Por que corrupção e violência, e não a desigualdade, viraram temas centrais da disputa?
Foi a grande falha destas eleições: discutiram-se temas relevantes, mas omitiu-se o mais importante, que é a luta contra a desigualdade. O país tem pela frente a imensa tarefa de incorporar milhões de desempregados, subempregados e não empregáveis pela baixa escolaridade. Estamos brincando, ou brigando, na praia, alheios a um grande tsunami que se forma no horizonte.

Por que mesmo preso Lula conseguiu levar o PT ao segundo turno e busca qualificar Fernando Haddad para ser o líder da oposição?
Getúlio Vargas, de seu refúgio em São Borja, virou a eleição de 1945 a favor do general Dutra, que o depusera, dando-lhe seu apoio, anunciado pelo rádio cinco dias antes da eleição com [o que hoje seria] hashtag "ele disse". Lula, apesar da prisão, ainda possui capital político considerável. Seu carisma e a memória de seu governo foram suficientes para alavancar Haddad. Quanto a qualificar Haddad para ser líder da oposição, será necessário verificar se ele tem o perfil político para a tarefa.

Há alguma chance de o país se pacificar? O que podemos esperar do governo de Bolsonaro?
Não se pode contestar a legitimidade da eleição, a maioria dos eleitores assim o quis. Mas o país sai dela profundamente dividido, sem lideranças ou partidos capazes de promover o diálogo. Não haverá pacificação. Serão anos difíceis e haverá tentativas de introduzir, por lei ou decreto, medidas que representem retrocesso democrático. A principal tarefa da oposição será combater sem tréguas essas tentativas. Já será um ganho se chegarmos ao final do primeiro mandato com instituições intatas e os valores preservados. Se conseguirmos, nossa democracia terá passado num teste difícil e se fortalecido. Se não, não.

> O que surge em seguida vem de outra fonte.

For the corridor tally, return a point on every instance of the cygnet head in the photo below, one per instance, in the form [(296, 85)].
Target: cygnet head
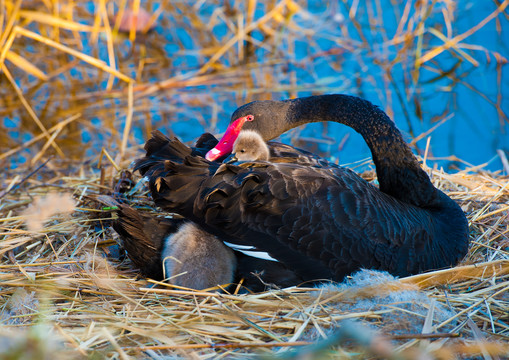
[(250, 146)]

ENTENDA A CITAÇÃO FEITA AO GENERAL DUTRA
Em 27 de novembro de 1945, a cinco dias das eleições, Getúlio Vargas conseguiu mudar o rumo da disputa presidencial e eleger o general Eurico Gaspar Dutra. Vargas havia sido deposto e estava em autoexílio na sua fazenda em São Borja (RS), na fronteira com a Argentina.

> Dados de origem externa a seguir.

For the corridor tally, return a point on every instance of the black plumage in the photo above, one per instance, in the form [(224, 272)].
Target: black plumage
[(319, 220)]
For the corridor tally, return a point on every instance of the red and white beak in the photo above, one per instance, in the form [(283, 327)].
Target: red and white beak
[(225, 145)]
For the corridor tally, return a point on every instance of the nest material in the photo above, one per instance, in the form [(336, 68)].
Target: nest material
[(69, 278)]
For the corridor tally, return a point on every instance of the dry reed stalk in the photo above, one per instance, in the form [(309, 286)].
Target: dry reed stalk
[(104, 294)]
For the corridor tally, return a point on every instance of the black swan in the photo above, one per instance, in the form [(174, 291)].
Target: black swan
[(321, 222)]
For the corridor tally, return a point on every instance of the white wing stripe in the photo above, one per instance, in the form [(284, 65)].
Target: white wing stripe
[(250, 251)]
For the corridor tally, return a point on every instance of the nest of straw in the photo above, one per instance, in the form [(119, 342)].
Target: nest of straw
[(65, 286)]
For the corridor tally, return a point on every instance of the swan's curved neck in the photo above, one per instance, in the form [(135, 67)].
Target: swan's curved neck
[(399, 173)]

De lá Getúlio mandou divulgar a seguinte frase em apoio ao general que participara do golpe contra ele: "Ele disse: votai em Dutra". A mensagem, divulgada em panfletos em todo o país com a foto de Vargas, alterou os rumos do pleito.

O brigadeiro Eduardo Gomes, da UDN, representante dos conservadores que aparecia como favorito nas eleições, acabou derrotado por Dutra. O general, candidato do PSD, recebeu 3,2 milhões de votos, cerca de 1,2 milhão a mais do que o brigadeiro.